In synthetic tests with the Llama model and a vocabulary of 60,000 tokens, the performance drop was less than 10%. However, with real models the results are worse. In practice, you can expect generation speed to be about 15% slower. The exact slowdown depends on the model, vocabulary size, and the complexity of your grammar.
| Model | Vocab Size | Plain (tokens/s) | Constrained (tokens/s) |
|---|---|---|---|
| Qwen3 4B | 151,936 | 102 | 87 |
| Llama3.2 3B | 128,256 | 131 | 109 |
| Gemma3 270M | 262,144 | 186 | 160 |
These results show that while constrained decoding adds some overhead, it still remains fast enough for practical use.
For example, given a task to extract components from text and output them in JSON format, the prompt is:
Instruction: Extract movie record from the text, output in JSON format according to schema: \(grammar.raw)

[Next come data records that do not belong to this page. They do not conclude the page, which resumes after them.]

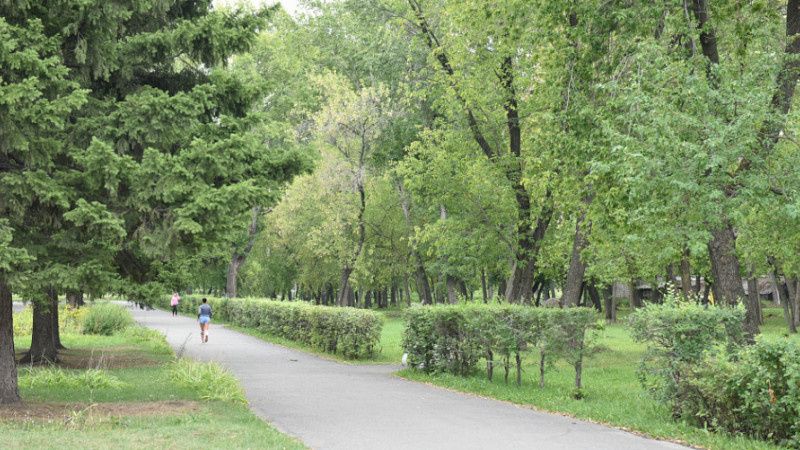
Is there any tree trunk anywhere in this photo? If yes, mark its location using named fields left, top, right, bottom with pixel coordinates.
left=768, top=264, right=797, bottom=333
left=586, top=283, right=603, bottom=312
left=445, top=275, right=458, bottom=305
left=745, top=261, right=764, bottom=325
left=561, top=192, right=594, bottom=308
left=336, top=267, right=353, bottom=306
left=792, top=280, right=800, bottom=327
left=603, top=282, right=617, bottom=322
left=708, top=222, right=760, bottom=342
left=403, top=272, right=411, bottom=308
left=481, top=267, right=489, bottom=303
left=48, top=288, right=66, bottom=350
left=395, top=181, right=433, bottom=305
left=0, top=277, right=22, bottom=403
left=628, top=279, right=636, bottom=314
left=20, top=293, right=59, bottom=364
left=67, top=289, right=85, bottom=309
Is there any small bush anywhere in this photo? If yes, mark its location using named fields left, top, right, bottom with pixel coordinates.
left=403, top=304, right=598, bottom=389
left=125, top=326, right=173, bottom=355
left=83, top=303, right=133, bottom=336
left=167, top=358, right=247, bottom=404
left=630, top=296, right=745, bottom=408
left=677, top=339, right=800, bottom=448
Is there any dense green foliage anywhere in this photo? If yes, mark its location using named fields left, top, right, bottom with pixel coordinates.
left=631, top=299, right=744, bottom=402
left=403, top=304, right=598, bottom=389
left=161, top=296, right=383, bottom=359
left=631, top=300, right=800, bottom=448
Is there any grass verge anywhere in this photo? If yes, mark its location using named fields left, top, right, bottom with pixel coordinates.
left=219, top=300, right=800, bottom=450
left=5, top=310, right=306, bottom=449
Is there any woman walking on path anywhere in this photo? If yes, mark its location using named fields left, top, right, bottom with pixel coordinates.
left=197, top=298, right=213, bottom=342
left=170, top=292, right=181, bottom=317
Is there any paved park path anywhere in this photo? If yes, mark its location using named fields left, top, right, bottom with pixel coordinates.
left=123, top=304, right=685, bottom=450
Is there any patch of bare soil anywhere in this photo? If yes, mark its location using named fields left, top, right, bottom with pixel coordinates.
left=0, top=401, right=200, bottom=421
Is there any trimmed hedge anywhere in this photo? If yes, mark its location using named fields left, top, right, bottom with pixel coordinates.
left=403, top=304, right=602, bottom=389
left=631, top=299, right=800, bottom=448
left=160, top=295, right=383, bottom=359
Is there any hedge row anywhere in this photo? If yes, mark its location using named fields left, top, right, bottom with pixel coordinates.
left=161, top=295, right=383, bottom=359
left=631, top=299, right=800, bottom=448
left=403, top=304, right=602, bottom=389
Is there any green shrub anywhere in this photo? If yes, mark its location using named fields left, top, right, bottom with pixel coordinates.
left=167, top=358, right=247, bottom=404
left=125, top=326, right=173, bottom=355
left=630, top=296, right=745, bottom=406
left=677, top=339, right=800, bottom=448
left=403, top=304, right=598, bottom=389
left=161, top=295, right=383, bottom=359
left=83, top=303, right=133, bottom=336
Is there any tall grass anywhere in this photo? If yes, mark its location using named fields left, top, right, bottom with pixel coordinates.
left=83, top=303, right=134, bottom=336
left=167, top=358, right=247, bottom=404
left=18, top=367, right=125, bottom=389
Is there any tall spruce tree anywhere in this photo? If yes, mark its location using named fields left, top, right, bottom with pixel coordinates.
left=0, top=0, right=298, bottom=372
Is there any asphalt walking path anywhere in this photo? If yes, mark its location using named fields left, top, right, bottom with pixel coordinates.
left=122, top=304, right=686, bottom=450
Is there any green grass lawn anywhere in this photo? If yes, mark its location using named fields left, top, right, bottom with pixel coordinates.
left=0, top=320, right=306, bottom=449
left=222, top=300, right=800, bottom=449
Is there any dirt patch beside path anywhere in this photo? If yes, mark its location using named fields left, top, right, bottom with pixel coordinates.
left=0, top=401, right=201, bottom=421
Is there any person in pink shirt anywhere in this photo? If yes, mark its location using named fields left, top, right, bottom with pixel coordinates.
left=171, top=292, right=181, bottom=317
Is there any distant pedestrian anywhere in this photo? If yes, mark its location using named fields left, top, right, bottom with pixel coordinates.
left=197, top=298, right=213, bottom=342
left=171, top=292, right=181, bottom=317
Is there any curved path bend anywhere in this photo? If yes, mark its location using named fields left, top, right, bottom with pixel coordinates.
left=123, top=304, right=686, bottom=450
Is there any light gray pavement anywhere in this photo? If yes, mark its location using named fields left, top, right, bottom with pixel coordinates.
left=123, top=305, right=686, bottom=450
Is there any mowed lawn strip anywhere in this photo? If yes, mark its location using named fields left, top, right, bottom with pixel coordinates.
left=0, top=333, right=306, bottom=449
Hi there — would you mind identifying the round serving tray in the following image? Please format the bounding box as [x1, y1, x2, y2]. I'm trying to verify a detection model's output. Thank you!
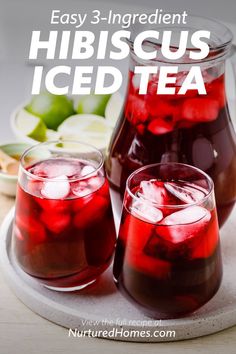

Text: The Dark Knight (2008) is a superhero crime film directed by Christopher Nolan. Starring Christian Bale, Heath Ledger, and Michael Caine.
And the grammar definition looks like this:
let grammar = try Grammar.schema(.object(
description: "Movie record",
properties: [
"title": .string(),
"year": .integer(),
"genres": .array(items: .string(), maxItems: 3),
"director": .string(),
"actors": .array(items: .string(), maxItems: 10)
], required: [
"title",
"year",
"genres",
"director",
"actors"
]
))For large proprietary models like ChatGPT, this is not a problem. With the right prompt, they can successfully generate valid JSON even without constrained decoding. But with smaller models like Gemma3 270M (especially when quantized to 4-bit) the output almost always contains invalid JSON, even if the schema is provided in the prompt.
[
"title": "The Dark Knight",
"actors": [
"Christian Bale",
"Heath Ledger",
"Michael Caine"
],
"genre": "crime",
"director": "Christopher Nolan",
"actors": [
"Christian Bale",
"Heath Ledger",
"Michael Caine"
],
"description": "The Dark Knight is a superhero crime film directed by Christopher Nolan. Starring Christian Bale, Heath Ledger, Michael Caine."
]
This output has several issues:
- Root starts with
[instead of{ - Incorrect key and type for
genresfield - Missing required
yearfield - Duplicated
actorsfield - Extra
descriptionfield
Here is the output using constrained decoding:
{
"director": "Christian Bale",
"year": 2008,
"title": "The Dark Knight",
"actors": [
"Christian Bale",
"Heath Ledger",
"Michael Caine"
],
"genres": [
"crime",
"action",
"mystery"
]
}
The order of keys here is random because Dictionary in Swift is unordered. I plan to address this in the future. However, the output is fully valid JSON that exactly matches the provided schema. This shows that, with the right approach, even small models like Gemma3 270M 4-bit (which is just 150 MB) can produce correct structured output.
This library is still in an early stage of development. While it is already functional, it may have unexpected issues or even crash your program. If you encounter a problem, please create an issue or open a pull request. Contributions are welcome!